All of lore.kernel.org
 help / color / mirror / Atom feed
From: Ben Greear <greearb-my8/4N5VtI7c+919tysfdA@public.gmane.org>
To: Jeff Layton <jlayton-H+wXaHxf7aLQT0dZR+AlfA@public.gmane.org>
Cc: Steve French <smfrench-Re5JQEeQqe8AvxtiuMwx3w@public.gmane.org>,
	linux-cifs-u79uwXL29TY76Z2rM5mHXA@public.gmane.org
Subject: Re: CIFS endless console spammage in 2.6.38.7
Date: Tue, 31 May 2011 13:51:58 -0700	[thread overview]

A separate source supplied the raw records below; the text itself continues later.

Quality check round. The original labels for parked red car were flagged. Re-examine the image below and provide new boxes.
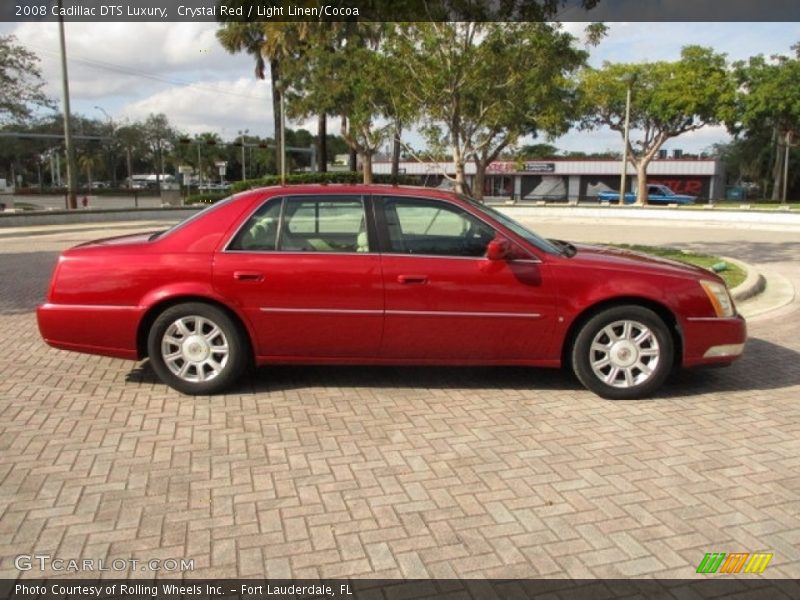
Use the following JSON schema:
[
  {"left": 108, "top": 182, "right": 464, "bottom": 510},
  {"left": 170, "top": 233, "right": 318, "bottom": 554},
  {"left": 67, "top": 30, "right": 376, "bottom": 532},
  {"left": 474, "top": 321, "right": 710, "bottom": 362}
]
[{"left": 37, "top": 185, "right": 746, "bottom": 399}]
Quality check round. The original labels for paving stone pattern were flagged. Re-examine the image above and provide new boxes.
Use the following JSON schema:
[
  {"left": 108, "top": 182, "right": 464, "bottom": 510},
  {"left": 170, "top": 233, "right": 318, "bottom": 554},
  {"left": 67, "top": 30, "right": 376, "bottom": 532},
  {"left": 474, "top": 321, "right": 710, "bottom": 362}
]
[{"left": 0, "top": 227, "right": 800, "bottom": 578}]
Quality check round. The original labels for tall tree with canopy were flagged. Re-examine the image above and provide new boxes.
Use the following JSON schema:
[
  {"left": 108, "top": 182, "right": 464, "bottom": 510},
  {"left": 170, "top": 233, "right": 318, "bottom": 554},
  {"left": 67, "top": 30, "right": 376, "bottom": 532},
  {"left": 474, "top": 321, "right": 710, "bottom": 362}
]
[
  {"left": 728, "top": 44, "right": 800, "bottom": 201},
  {"left": 0, "top": 35, "right": 53, "bottom": 124},
  {"left": 581, "top": 46, "right": 736, "bottom": 205},
  {"left": 394, "top": 22, "right": 604, "bottom": 198}
]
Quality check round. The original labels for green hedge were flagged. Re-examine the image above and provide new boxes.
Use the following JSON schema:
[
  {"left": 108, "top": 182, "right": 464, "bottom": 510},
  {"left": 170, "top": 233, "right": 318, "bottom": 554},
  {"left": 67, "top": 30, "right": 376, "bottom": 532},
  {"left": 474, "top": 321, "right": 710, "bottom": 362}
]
[
  {"left": 231, "top": 171, "right": 419, "bottom": 192},
  {"left": 185, "top": 171, "right": 419, "bottom": 204},
  {"left": 183, "top": 192, "right": 230, "bottom": 204}
]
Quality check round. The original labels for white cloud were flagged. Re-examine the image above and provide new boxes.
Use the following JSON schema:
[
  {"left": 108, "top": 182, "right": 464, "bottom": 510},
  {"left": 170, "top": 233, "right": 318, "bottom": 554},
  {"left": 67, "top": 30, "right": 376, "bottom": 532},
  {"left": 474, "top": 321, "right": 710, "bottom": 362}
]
[
  {"left": 0, "top": 20, "right": 800, "bottom": 152},
  {"left": 118, "top": 77, "right": 273, "bottom": 139},
  {"left": 7, "top": 23, "right": 253, "bottom": 100}
]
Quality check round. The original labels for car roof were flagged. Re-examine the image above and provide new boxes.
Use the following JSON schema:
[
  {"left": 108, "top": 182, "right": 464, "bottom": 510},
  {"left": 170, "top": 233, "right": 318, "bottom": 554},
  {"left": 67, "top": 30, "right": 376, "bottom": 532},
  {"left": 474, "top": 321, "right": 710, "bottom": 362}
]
[{"left": 249, "top": 183, "right": 454, "bottom": 199}]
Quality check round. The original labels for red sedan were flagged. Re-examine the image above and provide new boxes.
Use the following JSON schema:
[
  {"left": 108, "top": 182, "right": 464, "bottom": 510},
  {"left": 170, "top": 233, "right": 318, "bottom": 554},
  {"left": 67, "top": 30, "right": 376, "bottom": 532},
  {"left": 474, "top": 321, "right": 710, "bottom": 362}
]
[{"left": 37, "top": 185, "right": 746, "bottom": 399}]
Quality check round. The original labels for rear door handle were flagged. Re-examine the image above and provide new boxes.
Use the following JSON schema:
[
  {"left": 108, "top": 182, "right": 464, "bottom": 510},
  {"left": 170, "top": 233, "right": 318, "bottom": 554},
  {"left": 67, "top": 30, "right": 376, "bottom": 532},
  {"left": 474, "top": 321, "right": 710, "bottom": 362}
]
[
  {"left": 397, "top": 275, "right": 428, "bottom": 284},
  {"left": 233, "top": 271, "right": 264, "bottom": 281}
]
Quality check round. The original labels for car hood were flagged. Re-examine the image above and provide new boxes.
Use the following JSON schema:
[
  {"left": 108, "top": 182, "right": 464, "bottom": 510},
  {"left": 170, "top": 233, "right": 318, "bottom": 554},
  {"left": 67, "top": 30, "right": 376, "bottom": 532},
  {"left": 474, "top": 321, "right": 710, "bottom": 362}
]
[{"left": 570, "top": 244, "right": 718, "bottom": 279}]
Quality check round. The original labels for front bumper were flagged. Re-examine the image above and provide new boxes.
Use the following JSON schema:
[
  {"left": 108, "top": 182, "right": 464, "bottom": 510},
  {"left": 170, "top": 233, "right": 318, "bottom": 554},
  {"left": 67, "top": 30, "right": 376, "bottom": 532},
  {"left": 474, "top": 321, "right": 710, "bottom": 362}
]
[{"left": 682, "top": 315, "right": 747, "bottom": 367}]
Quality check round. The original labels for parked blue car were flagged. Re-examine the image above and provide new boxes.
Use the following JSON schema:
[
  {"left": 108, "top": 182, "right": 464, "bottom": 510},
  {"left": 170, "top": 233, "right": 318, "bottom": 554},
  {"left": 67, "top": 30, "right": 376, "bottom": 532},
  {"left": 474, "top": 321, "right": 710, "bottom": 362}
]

Message-ID: <4DE554EE.3010402@candelatech.com> (raw)
In-Reply-To: <20110531164408.178eeebf-9yPaYZwiELC+kQycOl6kW4xkIHaj4LzF@public.gmane.org>

On 05/31/2011 01:44 PM, Jeff Layton wrote:
> On Tue, 31 May 2011 12:45:37 -0700
> Ben Greear<greearb-my8/4N5VtI7c+919tysfdA@public.gmane.org>  wrote:
>
>> On 05/31/2011 12:36 PM, Steve French wrote:
>>> This is on setting up a session, so could be something like:
>>> - mount
>>> - do write
>>> - server crash
>>> - attempt to reconnect
>>> - socket returns ENOSOCK
>>> - attempt to reconnect ...
>>> - repeat
>>>
>>> Is this repeatable enough that we could modify the client to stop on
>>> the reconnect to see what is causing the socket to go bad and which
>>> operation we are repeating the reconnect on.
>>
>> Well, ENOTSOCK sounds like a pretty serious coding problem.  Maybe
>> a use-after-close or something?
>>
>> At the least, we could look for some particular errors (such as ENOTSOCK)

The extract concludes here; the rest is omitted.